It has been about 2 weeks since my first post about ICAAC which has given me some time to ruminate a bit over the happenings there. I have always enjoyed this meeting because its emphasis on new antibiotic development, an area of great interest to me. It is sometimes a bit short on clinical information relevant to lower extremity infections and this year was no different. In fact, other than my poster on the use of daptomycin in diabetic foot infections there were only two other posters, out of thousands, in which the term “diabetic foot infection” even appeared. Both of those studies supported the efficacy of linezolid in the treatment of DFI caused by MRSA. To review some other information I found interesting:

1. During a major symposium on the treatment of gram positive infections, Robert Moellering, MD, one of the gram positive deities in the ID world from Harvard, discussed vancomycin dosing with a lecture entitled “New Approaches to Vancomycin Dosing: Does a higher trough help”. He discussed the new guidelines suggesting troughs between 15-20, a topic I have addressed in this blog.

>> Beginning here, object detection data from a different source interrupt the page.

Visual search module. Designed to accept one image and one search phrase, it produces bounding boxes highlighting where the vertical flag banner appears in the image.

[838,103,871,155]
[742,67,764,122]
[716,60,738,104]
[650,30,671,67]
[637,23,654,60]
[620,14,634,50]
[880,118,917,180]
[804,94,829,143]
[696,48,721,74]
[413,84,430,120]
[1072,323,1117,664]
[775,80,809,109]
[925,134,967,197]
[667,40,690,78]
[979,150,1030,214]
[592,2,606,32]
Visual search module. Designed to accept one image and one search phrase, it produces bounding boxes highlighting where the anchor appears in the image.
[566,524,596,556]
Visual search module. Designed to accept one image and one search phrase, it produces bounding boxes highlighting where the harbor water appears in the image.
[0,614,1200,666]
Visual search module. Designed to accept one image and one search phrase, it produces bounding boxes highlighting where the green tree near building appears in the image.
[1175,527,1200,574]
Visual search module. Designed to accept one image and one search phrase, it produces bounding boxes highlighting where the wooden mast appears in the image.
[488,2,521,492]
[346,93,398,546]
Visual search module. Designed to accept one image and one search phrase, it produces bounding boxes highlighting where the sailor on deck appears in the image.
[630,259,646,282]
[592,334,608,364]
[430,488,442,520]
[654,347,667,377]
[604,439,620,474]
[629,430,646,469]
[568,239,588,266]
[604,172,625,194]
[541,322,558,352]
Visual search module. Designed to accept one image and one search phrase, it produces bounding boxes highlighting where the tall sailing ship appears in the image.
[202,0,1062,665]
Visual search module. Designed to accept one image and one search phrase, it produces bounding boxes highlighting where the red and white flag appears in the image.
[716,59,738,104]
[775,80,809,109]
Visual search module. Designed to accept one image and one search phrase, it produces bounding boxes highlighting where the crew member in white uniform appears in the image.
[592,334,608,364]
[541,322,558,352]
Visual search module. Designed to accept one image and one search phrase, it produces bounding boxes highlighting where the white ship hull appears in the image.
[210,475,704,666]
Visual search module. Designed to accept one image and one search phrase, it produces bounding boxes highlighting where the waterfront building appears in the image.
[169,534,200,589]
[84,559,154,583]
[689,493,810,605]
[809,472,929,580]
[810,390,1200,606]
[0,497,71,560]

Once again, at least to me, it became clear that the data to support this is very limited, is based on a pharmacokinetic theory, and mostly deals with pneumonia. Dr. Moellering suggested using the vancomycin MIC as a surrogate marker for the appropriate trough for which to aim. The most surprising statement he made was that for an MRSA with a vanco MIC of >1 there is no way to achieve a high enough trough that would still be safe and alternative treatments should be considered (my emphasis). Considering many of us don’t remember the last time we saw an MIC of <1, maybe it is time to finally put vanco to bed??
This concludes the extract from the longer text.